Esse é um fim de semana especial por causa desse amigo que vive recluso na Barra da Lagoa e só aceita visita uma vez por ano, justamente no dia de eleição. É uma espécie de síndrome, ou algo assim, que ele adquiriu desde o fim da ditadura.
Juntamos um pessoal e compramos um poodle no caminho pois achamos que seria um presente que o animaria, com toda sua pelagem fofa e olhinhos carentes.
Chegamos lá e encontramos a mulher triste, toda de preto. O que houve?, perguntamos. Ele morreu! Foi tudo o que ela disse naquele momento.
Entramos na casa e encontramos ele lá, estirado na cama, presunto ainda fresco e ela sem saber o que fazer. Morrera naquela madrugada. Depois de anos de ditadura e censura ele aprendera a se comunicar de forma elíptica, de modo que na cama ele disse pra ela: Joga a sua... para... que eu vou ... nela e depois... a minha... até o...! Ela se excitou e respondeu: Então... a minha... até... toda... no ...! Finalmente ele disse como num grito: vem... no... explodindo... do...!

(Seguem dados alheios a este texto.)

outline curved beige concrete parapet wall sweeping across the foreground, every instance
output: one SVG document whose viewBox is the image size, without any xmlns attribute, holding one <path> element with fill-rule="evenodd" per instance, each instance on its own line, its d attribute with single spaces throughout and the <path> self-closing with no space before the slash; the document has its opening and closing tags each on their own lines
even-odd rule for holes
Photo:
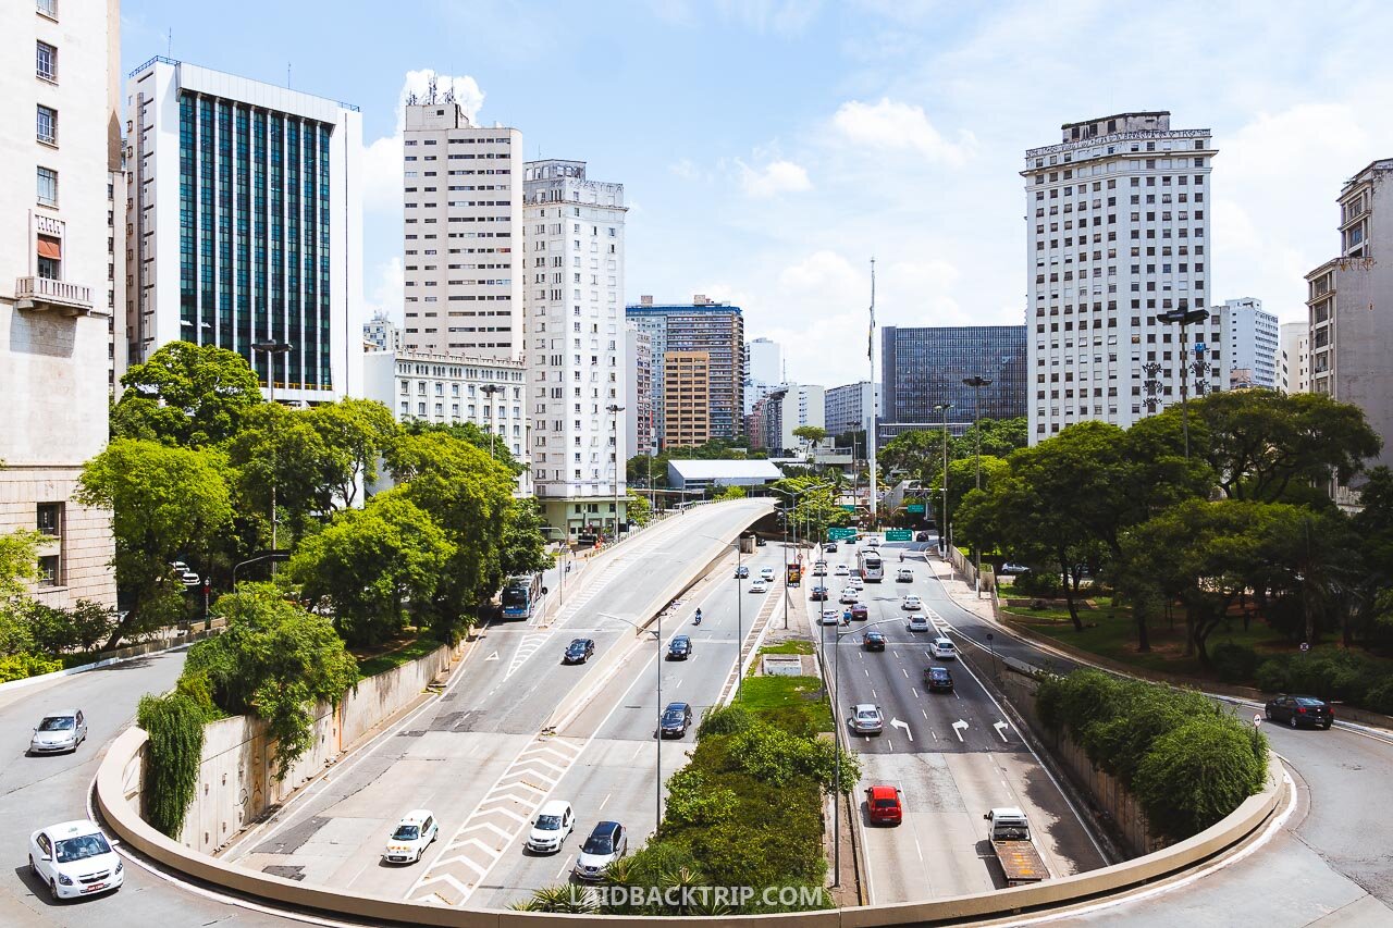
<svg viewBox="0 0 1393 928">
<path fill-rule="evenodd" d="M 107 750 L 98 769 L 96 801 L 107 828 L 132 849 L 157 864 L 209 883 L 224 886 L 240 895 L 283 903 L 297 910 L 320 910 L 376 921 L 442 925 L 456 928 L 514 928 L 542 922 L 566 925 L 652 925 L 657 918 L 625 915 L 557 915 L 507 910 L 458 910 L 410 903 L 401 899 L 365 896 L 316 888 L 280 876 L 226 864 L 213 857 L 189 851 L 150 828 L 139 817 L 139 758 L 146 734 L 142 729 L 127 729 Z M 1280 804 L 1283 768 L 1276 755 L 1269 755 L 1270 773 L 1266 789 L 1245 800 L 1231 815 L 1194 837 L 1173 844 L 1163 851 L 1137 860 L 1105 867 L 1087 874 L 1052 879 L 1034 886 L 1017 886 L 992 893 L 954 896 L 931 902 L 866 906 L 861 908 L 826 910 L 816 913 L 788 913 L 777 915 L 745 915 L 738 918 L 673 918 L 692 921 L 777 922 L 790 928 L 875 928 L 910 922 L 935 922 L 964 918 L 1010 915 L 1024 908 L 1063 906 L 1092 896 L 1116 893 L 1142 882 L 1184 869 L 1233 846 L 1250 836 Z"/>
</svg>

Naquele momento ela começou a duvidar se ele queria sexo ou pagar a conta do telefone. Céus como era terrível e ridículo viver sob censura! Olhou pra ele e ele estava lá, morto, enfartado.
Olhei para meus três amigos e logo, por olhares, entendemos o que seria preciso fazer. Um deles era químico e logo deu um monte de pílulas diluído num café para a esposa do falecido. Você vai matá-la assim!, eu disse, mas ele me tranquilizou que aquilo era apenas o suficiente para mantê-la apagada.

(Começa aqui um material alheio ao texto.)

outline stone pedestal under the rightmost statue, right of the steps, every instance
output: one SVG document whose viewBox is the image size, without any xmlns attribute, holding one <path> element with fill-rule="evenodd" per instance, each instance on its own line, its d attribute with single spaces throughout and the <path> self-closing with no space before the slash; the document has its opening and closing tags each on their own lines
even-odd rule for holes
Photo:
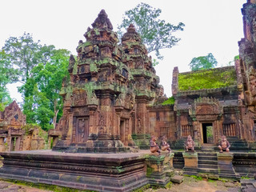
<svg viewBox="0 0 256 192">
<path fill-rule="evenodd" d="M 235 173 L 232 164 L 233 154 L 230 153 L 218 153 L 218 175 L 221 178 L 231 178 L 239 180 L 240 176 Z"/>
</svg>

Construímos uma jangada com umas madeiras e pedaços de isopor que tiramos de uma caixa de bebidas. Botamos o corpo do falecido lá estirado, a mulher desmaiada ao lado e levamos para a praia. No bolso dele a foto que ele sempre levava, por motivos que desconhecíamos, de um camelo sem patas, pobre animal!
Chegamos na praia e os pescadores nos cercaram, entendendo a gravidade solene que o assunto requeria. Encharcamos o corpo do falecido com gasolina, e da mulher também, que partiria com ele como as antigas concubinas dos faraós.
Botamos o cachorro na jangada e a lançamos no mar. Quando ia a certa altura um colega embaixador, familiarizado com o cerimonial, arremessou a tocha que incendiou balsa. O cachorro gritava em pânico e alguns tiveram a impressão de ouvir uns gemidos da mulher que seguia amarrada, mas podia ser apenas o vento do mar.
A jangada rumou em chamas para a linha do horizonte, enfim afundando, enquanto um outro amigo, escritor, fazia um discurso de despedida.